Publish Date: 30th January, 2013
Published By: Shadow Mountain
Source: Free on Amazon
Synopsis: “Sarann and the Prince of Angkor: A Cambodian Cinderella Story,” is just one of many pieces of literature that weave into the plot of The Rent Collector, a novel by Camron Wright.” (Source: Amazon product description.)
Short version: Beautiful in its emotional austerity. Read it.
Longer version: My initial vision for this brand-new book review blog was as a space to review new writers, or self-published writers whose works are in danger of being lost in the flood of self-published e-books available on Amazon and elsewhere online. Wright is neither a new nor an obscure writer, and Sarann was published in its own right nearly two years ago, but it’d be wrong to not give Sarann its due meed of praise just because I missed the boat initially.
I’ll freely admit, however, that I’m still relatively new to Kindle, to Amazon and frankly, to anything that has been published this century. So I was woefully ignorant of Wright’s novel, The Rent Collector, of which Sarann is an excerpt. This short work of only 24 pages works remarkably well as a stand-alone Cambodian fairy tale, with a framing device that was genuinely moving even outside of the context of the novel it occupies.
In a work so short, to explain in detail would be almost to rewrite it. The protagonist, Sang Ly, lives at Stung Meachey, Cambodia’s largest dump. She etches out a meagre living scavenging among the waste, something given much more attention and scope in the parent-work by Wright, The Rent Collector. Sopeap is her teacher, who introduces her to the Cinderella mythos in the shape of the story of Sarann, a Cambodian girl who escapes a wicked stepmother and apathetic stepsister to marry the Prince of Angkor.
Wright’s style is flawless, giving his characters strength and dignity largely by way of a restrained, almost reserved style and straightforward storytelling. The three female characters – Sang Ly, Sopeap and Sarann – come through strongly, particularly Sopeap, regardless of the small amount of narrative space allotted to her. This is a perfect “teaser” for The Rent Collector.
What really lifts Sarann and the Prince of Angkor up beyond being simply a Cambodian version of Cinderella is the follow-up conversation between Sang Ly and Sopeap. Why is the story of a downtrodden girl who marries a prince one we keep telling, across years and across culture?
“Can you tell me why you enjoyed it?”
Speaking to a teacher, I feel duty bound to offer a reasoned and thoughtful reply, one that recognises the story’s qualities.
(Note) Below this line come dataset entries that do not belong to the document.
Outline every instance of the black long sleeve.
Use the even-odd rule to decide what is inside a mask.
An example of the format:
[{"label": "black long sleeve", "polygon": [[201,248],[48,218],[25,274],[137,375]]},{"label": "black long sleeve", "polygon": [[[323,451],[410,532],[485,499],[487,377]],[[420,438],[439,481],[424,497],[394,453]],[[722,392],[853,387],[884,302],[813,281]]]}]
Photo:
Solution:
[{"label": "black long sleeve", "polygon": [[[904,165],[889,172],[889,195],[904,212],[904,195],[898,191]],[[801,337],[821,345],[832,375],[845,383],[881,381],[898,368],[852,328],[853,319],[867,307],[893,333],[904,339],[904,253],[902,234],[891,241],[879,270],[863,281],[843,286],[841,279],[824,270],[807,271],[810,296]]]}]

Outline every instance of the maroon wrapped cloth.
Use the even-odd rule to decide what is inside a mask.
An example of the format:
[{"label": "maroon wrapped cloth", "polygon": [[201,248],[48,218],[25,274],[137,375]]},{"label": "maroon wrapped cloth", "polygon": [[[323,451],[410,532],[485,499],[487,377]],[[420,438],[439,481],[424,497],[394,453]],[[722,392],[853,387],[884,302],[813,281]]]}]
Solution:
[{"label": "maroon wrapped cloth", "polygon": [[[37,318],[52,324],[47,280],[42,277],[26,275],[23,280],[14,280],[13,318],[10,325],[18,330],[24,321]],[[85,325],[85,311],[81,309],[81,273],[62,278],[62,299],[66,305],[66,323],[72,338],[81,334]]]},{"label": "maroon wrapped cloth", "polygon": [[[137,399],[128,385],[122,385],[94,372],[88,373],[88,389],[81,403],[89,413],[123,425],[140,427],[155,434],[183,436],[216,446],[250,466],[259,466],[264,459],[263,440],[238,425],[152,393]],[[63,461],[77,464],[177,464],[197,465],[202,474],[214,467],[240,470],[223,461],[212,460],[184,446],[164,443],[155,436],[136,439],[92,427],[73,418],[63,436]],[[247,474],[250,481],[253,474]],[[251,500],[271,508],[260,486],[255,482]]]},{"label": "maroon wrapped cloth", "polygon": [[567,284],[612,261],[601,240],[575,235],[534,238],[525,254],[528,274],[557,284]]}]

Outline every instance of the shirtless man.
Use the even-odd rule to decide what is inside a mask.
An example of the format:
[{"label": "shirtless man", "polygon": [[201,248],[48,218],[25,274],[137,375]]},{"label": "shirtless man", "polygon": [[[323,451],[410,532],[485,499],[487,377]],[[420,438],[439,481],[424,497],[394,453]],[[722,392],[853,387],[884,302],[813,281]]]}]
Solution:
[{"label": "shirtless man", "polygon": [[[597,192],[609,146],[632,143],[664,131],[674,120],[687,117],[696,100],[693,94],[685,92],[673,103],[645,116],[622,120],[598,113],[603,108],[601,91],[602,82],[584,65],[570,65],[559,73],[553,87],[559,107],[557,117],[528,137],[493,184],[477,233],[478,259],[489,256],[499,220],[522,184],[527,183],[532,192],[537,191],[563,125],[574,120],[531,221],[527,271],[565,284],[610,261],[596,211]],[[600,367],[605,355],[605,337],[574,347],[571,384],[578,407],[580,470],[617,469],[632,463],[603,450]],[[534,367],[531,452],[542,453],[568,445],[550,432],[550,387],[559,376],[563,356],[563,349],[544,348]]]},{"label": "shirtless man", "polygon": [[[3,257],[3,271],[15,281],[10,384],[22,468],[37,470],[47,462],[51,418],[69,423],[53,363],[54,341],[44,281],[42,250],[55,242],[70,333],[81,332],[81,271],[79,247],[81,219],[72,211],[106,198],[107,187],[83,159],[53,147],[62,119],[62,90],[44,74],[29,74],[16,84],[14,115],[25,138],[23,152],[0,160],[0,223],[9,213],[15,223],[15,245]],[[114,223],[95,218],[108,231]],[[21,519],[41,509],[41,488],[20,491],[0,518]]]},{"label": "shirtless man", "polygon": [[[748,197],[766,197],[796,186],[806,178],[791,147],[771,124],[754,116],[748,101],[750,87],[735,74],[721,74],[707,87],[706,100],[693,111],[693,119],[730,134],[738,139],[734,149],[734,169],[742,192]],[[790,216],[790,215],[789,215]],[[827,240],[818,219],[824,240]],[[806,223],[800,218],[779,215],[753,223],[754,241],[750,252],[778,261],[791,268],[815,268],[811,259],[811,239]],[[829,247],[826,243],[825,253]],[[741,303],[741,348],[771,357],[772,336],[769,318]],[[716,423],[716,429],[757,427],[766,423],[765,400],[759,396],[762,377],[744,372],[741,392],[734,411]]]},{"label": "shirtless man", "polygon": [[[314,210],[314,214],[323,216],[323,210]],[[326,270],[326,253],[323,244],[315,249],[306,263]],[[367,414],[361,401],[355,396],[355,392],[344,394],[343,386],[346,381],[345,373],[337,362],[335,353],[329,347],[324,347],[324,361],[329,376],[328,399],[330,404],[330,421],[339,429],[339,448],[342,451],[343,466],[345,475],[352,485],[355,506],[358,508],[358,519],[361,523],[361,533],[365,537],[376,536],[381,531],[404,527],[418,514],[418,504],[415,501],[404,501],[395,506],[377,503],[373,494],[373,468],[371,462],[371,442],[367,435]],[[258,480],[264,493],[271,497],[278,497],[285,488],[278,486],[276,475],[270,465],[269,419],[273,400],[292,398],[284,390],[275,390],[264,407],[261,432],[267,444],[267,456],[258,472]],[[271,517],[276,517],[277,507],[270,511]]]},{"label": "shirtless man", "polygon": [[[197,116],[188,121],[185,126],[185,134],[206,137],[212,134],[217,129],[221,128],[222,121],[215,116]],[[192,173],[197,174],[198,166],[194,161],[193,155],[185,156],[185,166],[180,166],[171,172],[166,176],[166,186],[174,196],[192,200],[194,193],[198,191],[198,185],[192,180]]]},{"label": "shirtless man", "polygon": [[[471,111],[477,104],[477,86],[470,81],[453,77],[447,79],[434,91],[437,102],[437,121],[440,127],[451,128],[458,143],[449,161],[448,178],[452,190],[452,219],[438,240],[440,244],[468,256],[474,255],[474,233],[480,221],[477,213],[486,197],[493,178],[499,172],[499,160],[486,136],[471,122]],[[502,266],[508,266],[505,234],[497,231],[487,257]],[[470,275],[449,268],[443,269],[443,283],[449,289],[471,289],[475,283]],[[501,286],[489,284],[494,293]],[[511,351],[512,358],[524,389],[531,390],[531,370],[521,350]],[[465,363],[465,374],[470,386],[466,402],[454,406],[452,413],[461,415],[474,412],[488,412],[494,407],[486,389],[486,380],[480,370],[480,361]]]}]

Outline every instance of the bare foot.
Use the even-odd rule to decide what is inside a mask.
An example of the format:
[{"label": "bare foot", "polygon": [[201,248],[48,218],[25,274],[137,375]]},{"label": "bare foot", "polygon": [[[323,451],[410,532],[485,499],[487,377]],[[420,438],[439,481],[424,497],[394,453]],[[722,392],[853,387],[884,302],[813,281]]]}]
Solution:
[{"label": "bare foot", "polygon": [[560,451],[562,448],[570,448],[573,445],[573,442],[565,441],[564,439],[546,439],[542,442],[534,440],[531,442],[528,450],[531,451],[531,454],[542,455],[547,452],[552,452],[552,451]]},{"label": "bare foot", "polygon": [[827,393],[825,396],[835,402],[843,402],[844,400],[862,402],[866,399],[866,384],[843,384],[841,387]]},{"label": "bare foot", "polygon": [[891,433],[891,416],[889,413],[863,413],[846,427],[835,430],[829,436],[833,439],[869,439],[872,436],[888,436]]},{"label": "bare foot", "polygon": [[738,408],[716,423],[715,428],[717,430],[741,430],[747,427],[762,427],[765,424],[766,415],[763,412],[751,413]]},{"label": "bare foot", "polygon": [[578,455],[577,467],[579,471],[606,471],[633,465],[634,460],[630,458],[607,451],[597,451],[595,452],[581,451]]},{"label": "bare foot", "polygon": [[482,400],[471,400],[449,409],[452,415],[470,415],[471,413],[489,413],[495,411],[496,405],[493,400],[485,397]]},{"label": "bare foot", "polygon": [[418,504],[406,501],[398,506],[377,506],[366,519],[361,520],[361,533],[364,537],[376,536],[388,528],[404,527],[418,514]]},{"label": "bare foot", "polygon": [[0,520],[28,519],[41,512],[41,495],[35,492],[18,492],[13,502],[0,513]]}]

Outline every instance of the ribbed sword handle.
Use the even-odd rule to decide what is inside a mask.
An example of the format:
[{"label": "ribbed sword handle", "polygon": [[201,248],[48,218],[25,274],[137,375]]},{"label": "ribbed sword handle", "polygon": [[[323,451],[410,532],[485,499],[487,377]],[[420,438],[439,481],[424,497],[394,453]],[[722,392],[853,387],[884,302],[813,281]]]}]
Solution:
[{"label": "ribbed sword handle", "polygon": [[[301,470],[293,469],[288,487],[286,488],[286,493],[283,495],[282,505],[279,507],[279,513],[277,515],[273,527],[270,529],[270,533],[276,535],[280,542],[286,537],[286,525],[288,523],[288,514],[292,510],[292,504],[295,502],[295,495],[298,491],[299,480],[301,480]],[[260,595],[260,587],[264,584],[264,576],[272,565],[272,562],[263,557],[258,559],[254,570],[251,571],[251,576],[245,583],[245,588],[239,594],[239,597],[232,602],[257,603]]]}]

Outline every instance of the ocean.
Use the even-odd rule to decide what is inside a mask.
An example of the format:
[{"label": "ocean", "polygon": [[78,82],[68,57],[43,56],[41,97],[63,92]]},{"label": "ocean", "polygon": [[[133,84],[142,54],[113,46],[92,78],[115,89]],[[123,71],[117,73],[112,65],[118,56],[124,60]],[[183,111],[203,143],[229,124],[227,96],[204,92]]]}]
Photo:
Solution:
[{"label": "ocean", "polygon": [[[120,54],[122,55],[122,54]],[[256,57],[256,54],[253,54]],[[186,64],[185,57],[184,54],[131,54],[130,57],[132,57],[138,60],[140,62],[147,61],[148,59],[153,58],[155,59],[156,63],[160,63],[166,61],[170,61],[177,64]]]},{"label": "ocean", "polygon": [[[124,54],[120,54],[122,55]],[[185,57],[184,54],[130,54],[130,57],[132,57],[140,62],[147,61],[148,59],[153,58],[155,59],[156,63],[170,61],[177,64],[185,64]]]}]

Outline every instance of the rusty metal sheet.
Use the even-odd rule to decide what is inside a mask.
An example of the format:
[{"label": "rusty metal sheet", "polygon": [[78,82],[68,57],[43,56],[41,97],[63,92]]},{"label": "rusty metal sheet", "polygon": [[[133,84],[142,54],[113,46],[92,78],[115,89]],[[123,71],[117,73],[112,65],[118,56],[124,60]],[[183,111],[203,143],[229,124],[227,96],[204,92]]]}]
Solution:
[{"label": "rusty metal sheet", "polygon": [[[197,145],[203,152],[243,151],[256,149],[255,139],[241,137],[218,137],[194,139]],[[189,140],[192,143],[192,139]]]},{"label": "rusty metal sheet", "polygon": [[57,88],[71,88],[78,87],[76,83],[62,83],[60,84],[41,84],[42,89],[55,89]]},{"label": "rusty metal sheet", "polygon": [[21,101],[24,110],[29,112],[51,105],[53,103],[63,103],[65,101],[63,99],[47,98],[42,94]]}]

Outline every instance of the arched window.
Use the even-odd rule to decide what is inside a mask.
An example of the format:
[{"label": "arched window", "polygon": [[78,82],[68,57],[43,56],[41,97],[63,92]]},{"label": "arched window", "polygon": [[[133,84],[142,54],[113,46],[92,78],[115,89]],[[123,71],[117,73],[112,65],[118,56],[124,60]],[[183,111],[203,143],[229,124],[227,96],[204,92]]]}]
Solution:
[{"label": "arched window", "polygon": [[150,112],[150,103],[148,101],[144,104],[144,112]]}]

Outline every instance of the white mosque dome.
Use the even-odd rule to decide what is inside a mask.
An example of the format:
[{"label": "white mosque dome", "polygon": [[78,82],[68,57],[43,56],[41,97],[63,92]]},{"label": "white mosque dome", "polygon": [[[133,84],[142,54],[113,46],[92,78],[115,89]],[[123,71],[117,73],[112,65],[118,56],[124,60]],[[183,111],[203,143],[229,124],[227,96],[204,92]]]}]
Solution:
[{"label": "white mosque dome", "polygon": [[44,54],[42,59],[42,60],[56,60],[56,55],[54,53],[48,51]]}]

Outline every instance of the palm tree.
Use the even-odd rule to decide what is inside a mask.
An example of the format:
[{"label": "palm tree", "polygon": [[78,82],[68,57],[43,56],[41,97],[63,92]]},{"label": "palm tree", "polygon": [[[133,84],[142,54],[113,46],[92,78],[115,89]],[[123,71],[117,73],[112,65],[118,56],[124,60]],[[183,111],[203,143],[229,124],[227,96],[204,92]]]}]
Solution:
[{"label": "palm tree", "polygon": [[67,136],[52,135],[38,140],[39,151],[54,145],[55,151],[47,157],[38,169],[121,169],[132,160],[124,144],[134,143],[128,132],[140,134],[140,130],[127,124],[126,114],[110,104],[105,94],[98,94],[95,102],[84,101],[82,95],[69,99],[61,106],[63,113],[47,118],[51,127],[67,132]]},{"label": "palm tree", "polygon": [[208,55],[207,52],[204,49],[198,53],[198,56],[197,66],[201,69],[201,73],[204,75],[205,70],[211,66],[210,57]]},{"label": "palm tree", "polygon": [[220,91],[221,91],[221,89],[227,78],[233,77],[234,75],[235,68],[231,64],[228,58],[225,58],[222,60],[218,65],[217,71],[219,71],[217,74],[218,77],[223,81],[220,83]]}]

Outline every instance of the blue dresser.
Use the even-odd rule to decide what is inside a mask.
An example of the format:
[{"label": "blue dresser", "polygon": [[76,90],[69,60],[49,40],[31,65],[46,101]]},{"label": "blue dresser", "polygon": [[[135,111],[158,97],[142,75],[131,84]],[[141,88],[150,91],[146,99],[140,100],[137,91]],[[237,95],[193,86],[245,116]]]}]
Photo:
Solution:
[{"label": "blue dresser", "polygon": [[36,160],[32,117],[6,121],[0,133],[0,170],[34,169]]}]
The truth, however, is much simpler. “It makes me happy.”
I’m sympathetic to Sang Ly on this one. Wright’s 24-page jewel of human understanding makes me happy.
On a brief and purely stylistic note, the body of the story of Sarann itself is in grey text on the Kindle version, which may be a little hard on the eyes of some people. I don’t know whether this is standard on all copies of the E-book or not.
Right. I’m off to find a copy of The Rent Collector.